Embodied AI VLA World Models World Action Models

survey of world action models

World Action Models: The Next Frontier in Embodied AI

Siyin Wang^1,2,*,‡, Junhao Shi^1,2,*, Zhaoyang Fu^1,*, Xinzhe He^1,*, Feihong Liu^1,*,
Chenchen Yang^1,2, Yikang Zhou², Zhaoye Fei¹, Jingjing Gong², Jinlan Fu¹,
Mike Zheng Shou³, Xuanjing Huang^1,2, Xipeng Qiu^1,2, Yu-Gang Jiang^1,†

¹Fudan University ²Shanghai Innovation Institute ³National University of Singapore

^*Equal Contribution, ^‡Project Lead, ^†Corresponding Author

Paper Project

This is the first systematic survey on World Action Models (WAMs) — embodied foundation models that unify predictive world modeling with action generation. We formalize the definition of WAMs, trace how Vision-Language-Action (VLA) models and world models converge, and organize existing methods into Cascaded and Joint architectures. We also review the training data ecosystem, synthesize evaluation protocols, and discuss open challenges, offering a comprehensive roadmap for this emerging field.

Temporal evolution and taxonomy of representative World Action Models. The figure organizes the field into Joint and Cascaded WAM branches and highlights the dominant architectural directions explored across recent work.

definition

Definitions and Formalism

World Action Models are defined by forward predictive modeling and coupled action generation. The key boundary is that future-state prediction must be part of the policy, not just an auxiliary backbone or external simulator.

Conceptual definition of VLA, WM, and WAM — Conceptual definition and comparison of VLA, WM, and WAM. The figure contrasts their input-output formulations and highlights that WAMs jointly predict future observations and executable actions rather than modeling either side alone.

Vision-Language-Action (VLA)

VLAs are embodied foundation models that frame robot control as a multimodal sequence modeling task. They process current observation o and language instruction l to generate actions under the objective p(a | o, l).

In this formulation, observation and language map directly to action. Semantic grounding is strong, but the model remains fundamentally reactive because future physical evolution is not explicitly represented.

World Models (WM)

World models are predictive transition functions that internalize environment dynamics. Their role is to model how a current state evolves under intervention, typically as p(o' | o, a), so they can simulate future observations rather than output a policy by themselves.
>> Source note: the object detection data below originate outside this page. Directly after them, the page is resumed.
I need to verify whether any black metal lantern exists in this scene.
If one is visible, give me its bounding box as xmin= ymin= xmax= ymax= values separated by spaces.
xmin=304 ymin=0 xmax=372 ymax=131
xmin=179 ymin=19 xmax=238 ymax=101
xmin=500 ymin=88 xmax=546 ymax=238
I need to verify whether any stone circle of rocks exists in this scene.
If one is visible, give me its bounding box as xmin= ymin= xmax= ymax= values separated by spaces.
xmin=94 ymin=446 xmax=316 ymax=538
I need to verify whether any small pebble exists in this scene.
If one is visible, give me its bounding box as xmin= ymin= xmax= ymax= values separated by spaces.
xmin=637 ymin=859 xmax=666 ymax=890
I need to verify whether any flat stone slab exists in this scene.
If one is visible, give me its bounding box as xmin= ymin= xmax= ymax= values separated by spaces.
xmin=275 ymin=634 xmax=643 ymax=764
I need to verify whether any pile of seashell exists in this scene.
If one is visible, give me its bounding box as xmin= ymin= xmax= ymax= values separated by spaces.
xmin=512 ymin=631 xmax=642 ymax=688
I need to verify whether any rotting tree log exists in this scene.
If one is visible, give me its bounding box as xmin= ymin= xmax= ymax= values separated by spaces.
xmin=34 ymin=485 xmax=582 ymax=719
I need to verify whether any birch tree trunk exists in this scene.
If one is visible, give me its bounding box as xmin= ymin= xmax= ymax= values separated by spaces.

This makes them predictive rather than directly executable: they imagine what the world will look like after action, but do not by themselves define a robot policy.

World Action Models (WAMs)

WAMs unify environmental dynamics modeling with motor control. A model qualifies as a WAM only when it performs forward predictive modeling of future state and couples action generation to that anticipated future, targeting p(o', a | o, l).

The defining shift is that future-state synthesis and executable action are learned together inside one embodied policy framework rather than being treated as unrelated outputs.

vlas and wms

VLAs and World Models: Foundations and Early Integration

WAMs emerge from the convergence of Vision-Language-Action policies and predictive world models. The survey positions VLA, world-modeling, and WM-for-VLA integration as the background that made predictive embodied policies possible.

Vision-Language-Action Models

VLAs scale robot control through language-conditioned foundation policies

VLAs evolved from task-specific imitation learning into language-conditioned policies that fuse visual observations and task prompts. Modern systems inherit LVLM priors, then generate actions through autoregressive tokenization or diffusion-style action heads.

Key point: VLA models bring internet-scale semantic understanding into robot control and support open-vocabulary, long-horizon manipulation.
Limitation: Even with 3D, depth, force, and tactile inputs, most VLAs remain reactive image-to-action mappings without explicit world dynamics.

World Models

World models provide predictive structure over future state evolution

World models learn internal representations of environment dynamics and predict the consequences of actions, language instructions, or multimodal context. The survey distinguishes action-conditioned, language-conditioned, and embodied world models.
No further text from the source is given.